Photograph by Stephanie Keith — Reuters

Measuring the economic effects of snow is more an art than science.

By Chris Matthews
February 12, 2015

We hear it every winter: pronouncements that a blizzard cost the U.S. economy hundreds of millions of dollars.

But in an era when so much business can be done over the phone and online, these estimates leave some scratching their heads. Could a simple snowstorm really cost the U.S. upwards of $1 billion, as some economists predicted of January’s blizzard that shut down New York City?
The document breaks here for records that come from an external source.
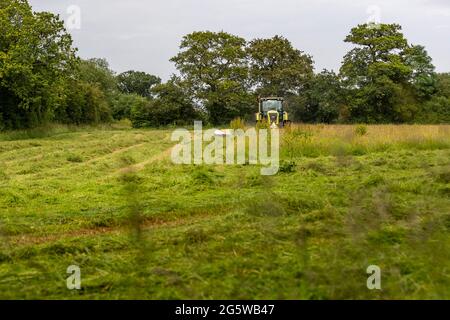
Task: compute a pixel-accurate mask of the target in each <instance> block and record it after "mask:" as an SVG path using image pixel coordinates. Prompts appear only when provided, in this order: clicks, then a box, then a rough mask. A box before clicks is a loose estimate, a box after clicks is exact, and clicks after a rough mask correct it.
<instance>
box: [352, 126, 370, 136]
mask: <svg viewBox="0 0 450 320" xmlns="http://www.w3.org/2000/svg"><path fill="white" fill-rule="evenodd" d="M355 133H356V135H358V136H361V137H362V136H365V135H366V134H367V127H366V126H364V125H359V126H357V127H356V129H355Z"/></svg>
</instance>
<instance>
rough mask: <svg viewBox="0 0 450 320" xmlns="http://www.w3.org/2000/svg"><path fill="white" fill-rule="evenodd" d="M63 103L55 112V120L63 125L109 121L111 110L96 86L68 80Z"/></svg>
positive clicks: (99, 89)
mask: <svg viewBox="0 0 450 320" xmlns="http://www.w3.org/2000/svg"><path fill="white" fill-rule="evenodd" d="M67 84H68V88H67V90H66V92H67V93H66V98H65V103H64V104H63V105H62V106H61V107H59V108H58V109H57V110H56V111H55V120H57V121H60V122H63V123H73V124H92V123H100V122H109V121H111V119H112V118H111V110H110V107H109V105H108V103H107V99H106V96H105V94H104V92H103V91H102V90H101V89H100V87H99V86H98V85H95V84H90V83H87V82H84V81H80V80H73V79H72V80H69V82H68V83H67Z"/></svg>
The short answer: yes, it can.

But it’s not that simple. First of all, the media knows that by pointing out that something “costs” $1 billion, it will get people’s attention. After all, if a reader could somehow get ahold of that money, he and his family could avoid working for generations to come. It’s a lot of money.

But for the $17 trillion U.S. economy, it’s chump change. It’s .005% of the country’s annual output. On a per-capita basis, it’s $3.17. On a conceptual level, it would probably be more honest to write that the next storm could cost you $3.17. (In fact, for the median Joe it would be much less, since income is unevenly distributed). That at least communicates the magnitude of the effect on the economy in a way that the average person can understand. Of course, if news reporters did really put these figures into such context, the public would realize that a story about the economic impact of an average blizzard wouldn’t be worth reading at all.

That said, where do these hundreds of millions of lost dollars actually come from? According to Doug Handler, an economist at IHS Global Economics, one of the biggest hits the economy takes is in the form of lost wages for hourly employees. While salaried office workers get paid even if they can’t make it to work and can likely even work from home, hourly employees aren’t so fortunate. And it’s not as if all these workers can simply make up the money on another day.

The economy also takes a hit from lost sales at places like restaurants or retailers. Some of that consumer spending gets made up at a later date. If you are, for instance, planning to buy a car, a snowstorm will merely delay your purchase. But if you had planned to eat out the night of the storm, it’s not certain that you will still buy that meal another time. Another big contributor to lost economic activity is cancelled plane flights. It’s costly to cancel and reschedule flights, and in many cases, some routes will not be rescheduled at all.

There is a certain point at which a snowstorm can go from being a small economic obstacle to something a bit more pernicious. That’s what happened in the winter of 2013-2014, when a series of severe snowstorms across America helped the economy shrink by 2.1% in the first quarter of 2014. In that instance, the bad weather was persistent enough to mess with supply chains. Trucks and air freight couldn’t get to their destinations, mucking up inventory management. That led not only to fewer consumer purchases, but also to companies buying less than they otherwise would.

But even in the case of sustained periods of very bad weather like what we saw in the Northeast and Midwest last winter, estimating the economic effects involves a lot of guesswork. Economists know that output fell in the first quarter of last year in a way that isn’t consistent with broader economic conditions, and they also know that snowfall levels were much higher and temperatures were much lower than usual in some of the most productive areas of the country.

Economists also make use of qualitative and quantitative survey data from the Federal Reserve and private groups to connect the dots. But in the end. it’s impossible to know for sure how big a role weather plays in the economy. As Handler says, “it’s more an art than a science.”